Decades later, Van Sickle realized he missed the old Crosley and began looking for one to buy. After years of checking out countless disappointing Crosleys, one day a junkyard owner in Basking Ridge, N.J., telephoned to ask, “You the guy looking for a Crosley?”

Van Sickle answered in the affirmative. He was told that the car was a 1951 sedan that was more or less complete. “There’s a rod through the pan and the top is smashed down from kids jumping on it,” he was informed. If he wanted it, he’d better hurry. Otherwise, it was going to the crusher.

Van Sickle quickly drove to New Jersey to inspect the junkyard Crosley. Where others saw worn-out junk, Van Sickle saw a diamond in the rough and he was just the man to restore the sparkle to this gem. The original spare tire was still slung in its cradle under the car.

After purchasing the bedraggled red Crosley, Van Sickle rented a two-wheel dolly and purchased a pair of boat trailer lights, which he attached via long wires to the rear of the Crosley to make it legal while being towed home to Virginia.

Numbers on the car indicate that it was the 26th Crosley built for 1951. The first order of business was to return the 44-cubic-inch L-head four-cylinder engine to working condition.
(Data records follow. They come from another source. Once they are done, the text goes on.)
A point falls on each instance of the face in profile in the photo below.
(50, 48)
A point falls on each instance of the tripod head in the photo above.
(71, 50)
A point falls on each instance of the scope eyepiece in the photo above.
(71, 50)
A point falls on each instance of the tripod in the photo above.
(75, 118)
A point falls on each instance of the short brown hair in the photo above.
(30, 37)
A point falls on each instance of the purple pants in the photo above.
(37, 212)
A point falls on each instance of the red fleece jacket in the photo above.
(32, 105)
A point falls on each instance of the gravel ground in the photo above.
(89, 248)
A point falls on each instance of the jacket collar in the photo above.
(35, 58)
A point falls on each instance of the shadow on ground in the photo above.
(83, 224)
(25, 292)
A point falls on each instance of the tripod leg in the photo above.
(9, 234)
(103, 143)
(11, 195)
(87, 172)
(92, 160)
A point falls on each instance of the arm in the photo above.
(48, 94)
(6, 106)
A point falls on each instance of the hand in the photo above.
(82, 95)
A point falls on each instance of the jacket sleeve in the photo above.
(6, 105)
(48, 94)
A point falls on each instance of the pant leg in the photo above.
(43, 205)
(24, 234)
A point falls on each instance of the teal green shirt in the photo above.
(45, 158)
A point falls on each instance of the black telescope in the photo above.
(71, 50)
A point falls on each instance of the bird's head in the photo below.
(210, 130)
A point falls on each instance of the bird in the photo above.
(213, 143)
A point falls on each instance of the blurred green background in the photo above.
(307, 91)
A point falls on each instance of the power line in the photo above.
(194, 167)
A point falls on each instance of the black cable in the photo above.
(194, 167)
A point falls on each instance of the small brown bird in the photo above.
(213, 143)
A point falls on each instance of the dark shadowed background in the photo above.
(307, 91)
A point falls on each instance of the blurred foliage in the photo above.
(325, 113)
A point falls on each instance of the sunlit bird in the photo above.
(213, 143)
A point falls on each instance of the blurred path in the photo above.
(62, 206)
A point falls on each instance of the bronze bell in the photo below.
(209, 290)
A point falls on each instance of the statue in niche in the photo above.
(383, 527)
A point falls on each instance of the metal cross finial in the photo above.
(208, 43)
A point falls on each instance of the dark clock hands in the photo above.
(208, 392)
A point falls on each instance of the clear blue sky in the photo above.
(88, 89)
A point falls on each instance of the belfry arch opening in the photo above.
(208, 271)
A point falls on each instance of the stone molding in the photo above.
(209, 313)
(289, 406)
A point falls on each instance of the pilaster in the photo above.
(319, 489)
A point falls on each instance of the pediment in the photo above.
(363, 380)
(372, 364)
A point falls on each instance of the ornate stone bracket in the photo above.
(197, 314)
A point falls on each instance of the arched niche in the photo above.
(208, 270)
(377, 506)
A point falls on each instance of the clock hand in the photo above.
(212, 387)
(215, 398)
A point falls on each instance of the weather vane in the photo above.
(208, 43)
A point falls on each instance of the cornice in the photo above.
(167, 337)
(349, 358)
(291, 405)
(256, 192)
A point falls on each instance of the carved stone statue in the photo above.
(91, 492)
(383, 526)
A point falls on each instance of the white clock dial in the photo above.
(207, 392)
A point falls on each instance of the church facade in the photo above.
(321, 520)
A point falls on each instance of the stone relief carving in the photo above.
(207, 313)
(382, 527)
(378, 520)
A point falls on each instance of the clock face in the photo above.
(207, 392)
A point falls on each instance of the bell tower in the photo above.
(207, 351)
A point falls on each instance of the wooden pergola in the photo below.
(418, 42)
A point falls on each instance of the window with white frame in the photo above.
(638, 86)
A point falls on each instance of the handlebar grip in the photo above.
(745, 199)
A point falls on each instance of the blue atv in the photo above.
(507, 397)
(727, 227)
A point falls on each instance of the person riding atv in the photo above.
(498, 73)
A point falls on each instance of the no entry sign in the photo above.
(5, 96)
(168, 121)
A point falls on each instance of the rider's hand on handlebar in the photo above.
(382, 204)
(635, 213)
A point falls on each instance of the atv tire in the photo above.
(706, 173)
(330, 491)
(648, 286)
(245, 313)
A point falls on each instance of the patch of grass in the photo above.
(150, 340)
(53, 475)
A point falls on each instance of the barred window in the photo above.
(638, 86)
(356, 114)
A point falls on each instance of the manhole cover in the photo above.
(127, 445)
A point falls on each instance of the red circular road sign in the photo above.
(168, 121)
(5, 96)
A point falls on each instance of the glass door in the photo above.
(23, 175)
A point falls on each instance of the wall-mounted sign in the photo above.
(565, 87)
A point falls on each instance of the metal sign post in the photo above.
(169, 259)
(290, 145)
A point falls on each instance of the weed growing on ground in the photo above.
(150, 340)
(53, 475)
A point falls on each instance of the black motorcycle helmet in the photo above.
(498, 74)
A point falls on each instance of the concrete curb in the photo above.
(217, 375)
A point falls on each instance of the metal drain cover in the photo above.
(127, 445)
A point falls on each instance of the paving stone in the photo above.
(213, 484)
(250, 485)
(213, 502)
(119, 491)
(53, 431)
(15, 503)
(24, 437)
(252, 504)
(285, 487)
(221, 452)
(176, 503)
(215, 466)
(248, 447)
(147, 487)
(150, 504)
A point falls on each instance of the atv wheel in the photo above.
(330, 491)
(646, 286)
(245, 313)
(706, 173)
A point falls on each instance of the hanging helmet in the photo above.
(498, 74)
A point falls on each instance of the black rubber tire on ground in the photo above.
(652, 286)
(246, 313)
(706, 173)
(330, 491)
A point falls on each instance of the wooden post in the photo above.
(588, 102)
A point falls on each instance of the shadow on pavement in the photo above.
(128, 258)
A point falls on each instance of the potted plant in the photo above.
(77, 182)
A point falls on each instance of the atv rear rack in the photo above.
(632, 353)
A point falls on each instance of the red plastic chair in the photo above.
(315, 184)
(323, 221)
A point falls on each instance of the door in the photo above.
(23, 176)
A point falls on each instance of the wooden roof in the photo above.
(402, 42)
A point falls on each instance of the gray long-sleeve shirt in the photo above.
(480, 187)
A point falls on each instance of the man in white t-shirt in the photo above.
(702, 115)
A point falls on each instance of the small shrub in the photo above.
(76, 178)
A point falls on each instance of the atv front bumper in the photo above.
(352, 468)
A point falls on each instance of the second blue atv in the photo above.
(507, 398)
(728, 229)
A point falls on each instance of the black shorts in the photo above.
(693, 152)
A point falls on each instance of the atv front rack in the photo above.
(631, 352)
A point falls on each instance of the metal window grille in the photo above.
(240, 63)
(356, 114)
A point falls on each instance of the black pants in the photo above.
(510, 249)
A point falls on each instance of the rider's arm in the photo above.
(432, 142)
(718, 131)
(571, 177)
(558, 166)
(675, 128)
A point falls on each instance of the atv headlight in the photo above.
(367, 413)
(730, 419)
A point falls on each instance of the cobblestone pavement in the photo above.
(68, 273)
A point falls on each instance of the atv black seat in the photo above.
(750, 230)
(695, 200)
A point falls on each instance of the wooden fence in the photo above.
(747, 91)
With that task complete, Van Sickle removed the cardboard headliner and restored the roofline to something resembling the original.

He began to disassemble his 12-foot-long Crosley on its 80-inch wheelbase and eventually had a completely restored 1951 car that is, in now even better than it was originally.

In 1951, the Crosley was delivered as a deluxe model with a chrome propeller affixed to the center of the grille. The propeller would spin as the car was driven. The car also had two windshield wipers, a heater, and a suction-cup ashtray. “I just wish I had a chrome suction cup ashtray,” Van Sickle laments.

To the base price were added extra costs for transportation and the spare tire and tube. While stripping off the red paint he discovered that his 4-foot-wide vehicle left the factory with May Green paint and Cantor Cream wheels.

The three-speed floor-shift manual transmission is non-synchronized. “If you don’t double-clutch,” Van Sickle says, “It will leave you.”

At 70 miles per gallon, the 8-gallon gasoline tank provides enough fuel for well over a range of 500 miles. “I’ve had it up to 65 mph,” Van Sickle says. He did not purchase and restore his car as a garage ornament. For him, it brings back fond memories. “Wherever I drive it,” he says, “it always makes people smile.”

This 1951 Crosley was delivered as a deluxe model with a chrome propeller affixed to the center of the grille. The propeller would spin as the car was driven. The car also had two windshield wipers, a heater, and a suction-cup ashtray.